We find that the three variants of the UN’s population projections don’t matter much. Our population-weighted estimate of global real growth falls from above 1.2% per annum to 0.2% per annum by the 2040s, regardless of the variant we use.
For the “headquarter” advanced economies, we find very significant demographic headwinds. (The thickness of the curves corresponds to the difference between the low and high UN projections.) We expect real US trend growth to fall from nearly 2% per annum to under 1% per annum by the 2040s. Germany faces even worse demographic headwinds. We project that real German trend growth will fall from 1% per annum to 0% per annum by the 2040s. Finally, since the UN expects Japan to remain the “frontrunner” in aging, we project that Japanese trend growth will fall into negative territory by the 2040s.

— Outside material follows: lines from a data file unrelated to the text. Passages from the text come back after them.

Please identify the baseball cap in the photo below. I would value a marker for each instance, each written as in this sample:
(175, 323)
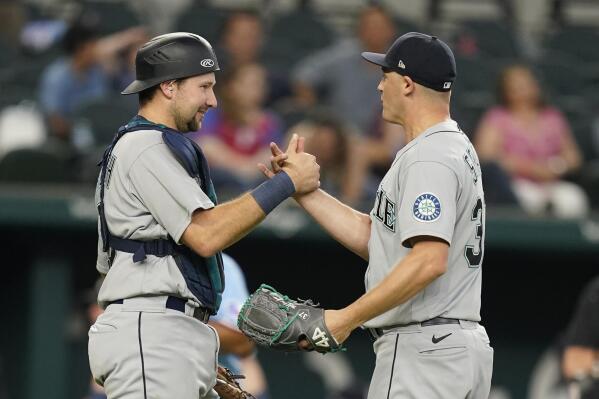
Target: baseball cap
(426, 59)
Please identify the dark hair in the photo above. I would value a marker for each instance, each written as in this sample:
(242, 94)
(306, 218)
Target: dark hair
(502, 81)
(145, 96)
(77, 36)
(233, 15)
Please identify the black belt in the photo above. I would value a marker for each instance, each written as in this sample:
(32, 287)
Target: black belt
(176, 303)
(376, 333)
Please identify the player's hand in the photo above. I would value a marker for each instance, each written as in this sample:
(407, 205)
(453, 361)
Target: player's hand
(299, 165)
(338, 325)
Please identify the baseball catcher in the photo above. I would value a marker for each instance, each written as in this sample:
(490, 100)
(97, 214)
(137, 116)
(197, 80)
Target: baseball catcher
(274, 320)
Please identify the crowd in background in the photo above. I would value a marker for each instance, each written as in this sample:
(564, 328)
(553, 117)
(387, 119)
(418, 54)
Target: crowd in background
(535, 138)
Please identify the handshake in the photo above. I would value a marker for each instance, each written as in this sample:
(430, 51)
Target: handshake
(300, 166)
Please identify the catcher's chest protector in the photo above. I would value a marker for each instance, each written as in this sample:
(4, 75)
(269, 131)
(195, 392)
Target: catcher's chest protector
(204, 276)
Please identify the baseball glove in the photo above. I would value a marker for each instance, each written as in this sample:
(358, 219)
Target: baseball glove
(227, 386)
(272, 319)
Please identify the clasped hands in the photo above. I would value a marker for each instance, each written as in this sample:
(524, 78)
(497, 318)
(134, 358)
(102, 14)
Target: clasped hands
(301, 167)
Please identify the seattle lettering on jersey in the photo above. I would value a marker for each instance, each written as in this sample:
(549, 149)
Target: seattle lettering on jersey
(384, 210)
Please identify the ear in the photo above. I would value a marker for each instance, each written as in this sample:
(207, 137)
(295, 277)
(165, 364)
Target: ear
(408, 85)
(168, 89)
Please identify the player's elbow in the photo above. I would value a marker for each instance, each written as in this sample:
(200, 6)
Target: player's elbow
(433, 258)
(437, 266)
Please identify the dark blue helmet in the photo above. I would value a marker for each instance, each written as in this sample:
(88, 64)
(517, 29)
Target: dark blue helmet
(171, 56)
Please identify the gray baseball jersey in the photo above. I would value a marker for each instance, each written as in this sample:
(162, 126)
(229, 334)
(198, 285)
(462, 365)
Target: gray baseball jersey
(148, 195)
(433, 188)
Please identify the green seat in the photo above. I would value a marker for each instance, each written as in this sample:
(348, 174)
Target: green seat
(104, 117)
(35, 166)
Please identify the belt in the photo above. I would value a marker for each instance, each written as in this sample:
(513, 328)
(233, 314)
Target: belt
(376, 333)
(200, 313)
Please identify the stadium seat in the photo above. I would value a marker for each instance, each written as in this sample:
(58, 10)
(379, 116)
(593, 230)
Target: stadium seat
(576, 42)
(105, 116)
(110, 16)
(35, 166)
(202, 19)
(288, 42)
(494, 39)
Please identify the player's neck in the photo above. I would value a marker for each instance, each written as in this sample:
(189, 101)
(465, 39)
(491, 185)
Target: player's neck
(156, 116)
(415, 125)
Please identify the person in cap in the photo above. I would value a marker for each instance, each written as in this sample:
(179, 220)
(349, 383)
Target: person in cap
(161, 230)
(423, 239)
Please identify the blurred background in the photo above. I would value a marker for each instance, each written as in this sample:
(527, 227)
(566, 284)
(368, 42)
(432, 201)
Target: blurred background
(527, 94)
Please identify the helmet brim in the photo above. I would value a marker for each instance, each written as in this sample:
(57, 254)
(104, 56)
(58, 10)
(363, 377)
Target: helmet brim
(376, 58)
(140, 85)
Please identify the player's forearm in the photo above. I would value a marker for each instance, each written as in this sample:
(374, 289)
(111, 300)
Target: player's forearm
(233, 341)
(411, 275)
(346, 225)
(215, 229)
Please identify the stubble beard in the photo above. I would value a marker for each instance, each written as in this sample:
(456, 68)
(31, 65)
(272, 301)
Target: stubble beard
(185, 125)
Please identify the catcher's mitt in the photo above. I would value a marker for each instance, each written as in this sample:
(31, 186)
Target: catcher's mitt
(272, 319)
(227, 386)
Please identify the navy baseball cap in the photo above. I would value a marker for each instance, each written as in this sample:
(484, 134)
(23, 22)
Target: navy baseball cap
(426, 59)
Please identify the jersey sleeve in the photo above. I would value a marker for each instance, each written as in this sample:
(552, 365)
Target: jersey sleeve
(166, 189)
(428, 201)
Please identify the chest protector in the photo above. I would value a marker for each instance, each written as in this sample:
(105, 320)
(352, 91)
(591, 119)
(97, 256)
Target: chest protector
(204, 276)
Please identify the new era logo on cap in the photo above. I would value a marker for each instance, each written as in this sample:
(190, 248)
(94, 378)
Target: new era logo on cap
(424, 58)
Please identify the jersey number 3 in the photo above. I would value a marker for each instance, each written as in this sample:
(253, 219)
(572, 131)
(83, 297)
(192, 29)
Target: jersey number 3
(474, 256)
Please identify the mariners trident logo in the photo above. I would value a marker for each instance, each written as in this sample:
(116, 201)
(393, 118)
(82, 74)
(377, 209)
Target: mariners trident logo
(427, 208)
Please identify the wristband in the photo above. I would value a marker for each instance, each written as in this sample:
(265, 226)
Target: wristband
(274, 191)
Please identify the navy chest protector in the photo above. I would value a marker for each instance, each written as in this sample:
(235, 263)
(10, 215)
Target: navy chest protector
(204, 276)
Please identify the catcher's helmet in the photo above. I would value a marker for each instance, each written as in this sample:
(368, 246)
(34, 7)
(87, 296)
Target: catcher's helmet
(171, 56)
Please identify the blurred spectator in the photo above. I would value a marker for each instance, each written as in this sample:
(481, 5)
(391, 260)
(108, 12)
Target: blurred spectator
(236, 135)
(580, 362)
(344, 163)
(533, 144)
(343, 78)
(242, 42)
(326, 139)
(82, 75)
(236, 351)
(242, 38)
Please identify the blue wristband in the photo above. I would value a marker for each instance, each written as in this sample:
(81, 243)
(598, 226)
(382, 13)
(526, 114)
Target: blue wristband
(274, 191)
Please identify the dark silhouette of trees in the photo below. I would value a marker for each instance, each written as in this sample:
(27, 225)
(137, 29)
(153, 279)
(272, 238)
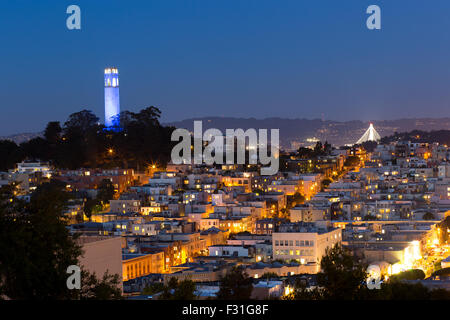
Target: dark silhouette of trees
(36, 249)
(235, 285)
(10, 154)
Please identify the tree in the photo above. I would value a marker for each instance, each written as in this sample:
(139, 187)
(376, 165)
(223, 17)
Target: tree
(10, 154)
(235, 285)
(352, 161)
(36, 249)
(35, 246)
(428, 216)
(294, 200)
(342, 276)
(105, 191)
(93, 288)
(369, 217)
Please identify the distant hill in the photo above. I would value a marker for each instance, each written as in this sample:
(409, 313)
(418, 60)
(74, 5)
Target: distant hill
(335, 132)
(297, 131)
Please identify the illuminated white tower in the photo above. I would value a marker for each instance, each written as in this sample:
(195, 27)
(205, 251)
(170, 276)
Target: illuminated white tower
(370, 135)
(112, 101)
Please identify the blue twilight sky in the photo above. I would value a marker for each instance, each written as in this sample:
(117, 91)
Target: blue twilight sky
(246, 58)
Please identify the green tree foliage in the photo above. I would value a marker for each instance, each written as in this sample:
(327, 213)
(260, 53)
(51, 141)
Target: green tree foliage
(413, 274)
(83, 142)
(428, 216)
(36, 247)
(294, 200)
(342, 276)
(94, 288)
(178, 290)
(235, 285)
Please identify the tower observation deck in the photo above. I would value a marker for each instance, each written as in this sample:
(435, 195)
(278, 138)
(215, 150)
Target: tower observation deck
(370, 135)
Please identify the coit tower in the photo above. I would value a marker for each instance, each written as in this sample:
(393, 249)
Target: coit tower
(112, 103)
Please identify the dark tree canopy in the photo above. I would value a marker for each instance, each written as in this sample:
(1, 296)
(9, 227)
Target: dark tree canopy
(83, 142)
(235, 285)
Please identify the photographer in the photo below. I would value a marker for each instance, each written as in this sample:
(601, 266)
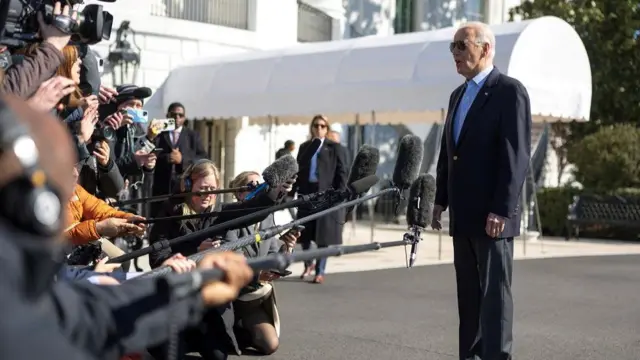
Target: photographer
(24, 79)
(76, 320)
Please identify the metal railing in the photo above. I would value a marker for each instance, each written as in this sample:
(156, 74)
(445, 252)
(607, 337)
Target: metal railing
(313, 24)
(230, 13)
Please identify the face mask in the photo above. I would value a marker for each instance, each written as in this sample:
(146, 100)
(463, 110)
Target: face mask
(140, 120)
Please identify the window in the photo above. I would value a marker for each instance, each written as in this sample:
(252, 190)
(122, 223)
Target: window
(404, 21)
(313, 24)
(230, 13)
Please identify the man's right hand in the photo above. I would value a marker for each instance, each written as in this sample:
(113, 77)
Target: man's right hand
(50, 93)
(88, 124)
(237, 275)
(89, 101)
(113, 227)
(52, 34)
(437, 217)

We find similar projected trend declines in European countries. Surprisingly, we find that trend growth in Spain and Italy will go into negative territory by the 2040s.
Can the fast-growing nations come to the rescue? Not really. We find that the Brics face significant demographic headwinds themselves. These headwinds are more pronounced in China due to its one-child policy. But they affect all major developing nations.
The exception is Africa, which faces demographic tailwinds. However, given the lack of physical security, rule of law, and institutional competence, we agree with Pradhan and Goodhart that sub-Saharan Africa is unlikely to replace China in global production systems despite the expected “demographic dividend.”
Note again that these are purely demographic estimates of trend growth. Ie, they’re better thought of as summary measures of demographic headwinds than numerical projections of expected real growth rates. You can download our estimates for all nations from here.
For the United States, our central estimates suggest that trend growth will fall from 1.9% in 2022, to 1.1% in 2030, 0.7% in 2040, and 0.6% in 2050. So, the demographic headwinds promised by Pradhan and Goodhart may already be working in the background. They are set to intensify for decades to come.
Demographic headwinds thus emerge as a major challenge for the foreseeable future. Indeed, they threaten to upend political economies worldwide and combine with the climate crisis to yield tremendous instability. I will have more to say on the political economy implications after I have had time to digest these striking numbers.
I'm originally an economist who focused on Japan and have looked at demographics for years. There are lots of potential causal channels, lower investment, the thinning of markets for specialized labor and physical inputs, lots of abandoned housing (and even universities!) and the unwinding of economies of scale. However, I know of no work that tries to disentangle such potential mechanisms, admittedly I've not looked. It's not that there isn't dynamism in various industries / geographies in Japan, it's that I've seen no evidence it will move the needle. It might be better if policy didn't add additional headwinds, but IMHO Abenomics never moved beyond slogans. Anyway, a large slowdown in growth that links back to (or at least correlates with) demographics is to me common sense.
However, contrary to the book title, in Japan I don't see a link from demographics to rising real wages, waning inequality or inflation. If anything, the last 20 years suggest the latter two are made worse, greater inequality and deflation, and precious little growth in real consumption. The regressions reported here though don't address those claims, they're specific to aggregate growth, so these comments are an aside.
Thanks very interesting! But an R2 below 0,2 seems low. How does that affect your conclusions?